Recall measures how many actual positive cases are correctly identified.Formula: Recall = True Positives / (True Positives + False Negatives)High recall ensures the model doesn’t miss many “Closed Won” opportunities.
F1-Score is the harmonic mean of precision and recall.Formula: F1 = 2 × (Precision × Recall) / (Precision + Recall)Provides a balanced measure especially important for imbalanced classes.
The number of actual occurrences of each class in the test set.Helps understand the class distribution and metric reliability.
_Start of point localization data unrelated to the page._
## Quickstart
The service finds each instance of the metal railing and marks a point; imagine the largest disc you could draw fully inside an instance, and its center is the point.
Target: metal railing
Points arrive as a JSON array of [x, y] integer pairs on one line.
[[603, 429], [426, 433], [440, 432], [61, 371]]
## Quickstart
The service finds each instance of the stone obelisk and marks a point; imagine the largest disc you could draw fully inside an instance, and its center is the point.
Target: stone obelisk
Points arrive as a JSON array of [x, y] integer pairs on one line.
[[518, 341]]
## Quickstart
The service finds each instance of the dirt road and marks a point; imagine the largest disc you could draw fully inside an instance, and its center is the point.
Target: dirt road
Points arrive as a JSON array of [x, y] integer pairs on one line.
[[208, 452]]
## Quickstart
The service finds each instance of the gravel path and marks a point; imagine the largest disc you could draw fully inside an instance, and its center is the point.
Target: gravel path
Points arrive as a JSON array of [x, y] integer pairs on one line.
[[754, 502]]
Classification Report Generation

from sklearn.metrics import classification_report

report = classification_report(y_test, y_pred)
print(report)
The report provides precision, recall, F1-score, and support for each class:
  • Closed Lost (Class 0)
  • Closed Won (Class 1)
  • Other (Class 2)
Detailed classification metrics for each class are logged to reports/model_training.log.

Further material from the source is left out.